Was ist DAS Besondere an Sherlock Holmes?

  • Heute ist der internationale Sherlock-Holmes-Tag ! #juhu# Grund genug diesem Phänomen auf den Grund zu gehen und nachzufragen was an diesem Ermittler DAS Besondere ist, dass ihn so erfolgreich werden ließ und dass gefühlt jedes zweite Hörspiellabel eine Holmes Serie im Portfolio hat. Was macht für Euch den Reiz der Figur und seiner Geschichten aus?

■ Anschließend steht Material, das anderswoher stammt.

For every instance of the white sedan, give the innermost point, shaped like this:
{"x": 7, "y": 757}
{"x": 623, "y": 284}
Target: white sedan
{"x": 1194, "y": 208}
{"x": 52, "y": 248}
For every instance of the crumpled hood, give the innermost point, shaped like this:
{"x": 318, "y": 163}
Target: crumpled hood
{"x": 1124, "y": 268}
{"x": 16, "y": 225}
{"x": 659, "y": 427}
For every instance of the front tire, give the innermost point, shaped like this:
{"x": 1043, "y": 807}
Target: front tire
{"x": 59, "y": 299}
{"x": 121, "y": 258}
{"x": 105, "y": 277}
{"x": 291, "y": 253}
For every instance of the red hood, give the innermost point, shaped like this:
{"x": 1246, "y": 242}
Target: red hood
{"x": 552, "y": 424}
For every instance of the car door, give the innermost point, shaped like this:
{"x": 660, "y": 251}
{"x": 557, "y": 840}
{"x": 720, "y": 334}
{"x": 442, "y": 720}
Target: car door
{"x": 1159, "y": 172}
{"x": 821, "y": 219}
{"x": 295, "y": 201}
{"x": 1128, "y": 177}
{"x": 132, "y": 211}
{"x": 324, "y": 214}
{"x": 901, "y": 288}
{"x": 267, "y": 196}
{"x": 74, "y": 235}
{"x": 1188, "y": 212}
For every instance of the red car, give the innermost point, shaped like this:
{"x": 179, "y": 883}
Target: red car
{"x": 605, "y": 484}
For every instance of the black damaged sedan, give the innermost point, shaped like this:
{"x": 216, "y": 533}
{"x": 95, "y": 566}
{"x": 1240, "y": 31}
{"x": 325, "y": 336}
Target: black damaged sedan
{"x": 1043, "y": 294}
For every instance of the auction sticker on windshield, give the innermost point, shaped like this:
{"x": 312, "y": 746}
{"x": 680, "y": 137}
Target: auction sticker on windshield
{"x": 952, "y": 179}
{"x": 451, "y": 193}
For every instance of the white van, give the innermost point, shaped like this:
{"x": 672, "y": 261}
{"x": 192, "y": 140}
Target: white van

    Wie Akita Takeo richtig über den Hörspieltalk von morgen schrieb:

    Solange es Leute wie uns drei gibt und wir hier schreiben, bleibt es hoffentlich bestehen. Noch lange! #top#

  • Sehr gute Original Geschichten, andauernde große allgemeine Beliebtheit.
    Und der Grund weshalb es ihn jetzt im Überfluss und überall gibt ist wohl dass man seit ein paar Jahren keine Lizenzgebühren mehr zahlen muss und die Figur gratis nutzen kann.

    mfg
    warbird

    Life is a journey not a destination.

  • Also die Figur des Sherlock Holmes war für mich deshalb immer so faszinierend, weil er gegenüber anderen Menschen stets einen Informationsvorsprung zu haben scheint. Er kann aus den kleinsten Hinweisen Rückschlüsse auf Personen machen. Zudem ist es seine Art des Auftretens und das „Menschen vor dem Kopf stoßen“. Das war schon immer sehr cool. Das hat mich auch immer schon bei Figuren wie THE MENTALIST fasziniert. Dies hat für mich einen großen Reiz. Zudem gibt es Geschichten, wie den Hund von Baskerville, die einfach großartig sind. Aber ich muss auch zugeben, dass viele der aktuellen Holmes Hörspiele, genau diese Dinge, die ich an Holmes so schätze, leider vermissen lassen. Holmes wird immer mehr zu einer 0815 Detektiv Figur mit 0815 Geschichten. Und daran habe ich mich satt gehört. Dann lieber zum 100sten Mal den Hund von Baskerville ;)

    Wie Akita Takeo richtig über den Hörspieltalk von morgen schrieb:

    Solange es Leute wie uns drei gibt und wir hier schreiben, bleibt es hoffentlich bestehen. Noch lange! #top#

  • Wen ich klassische Holmes Geschichten mit guten Sprechern will, was sollte ich dann hören?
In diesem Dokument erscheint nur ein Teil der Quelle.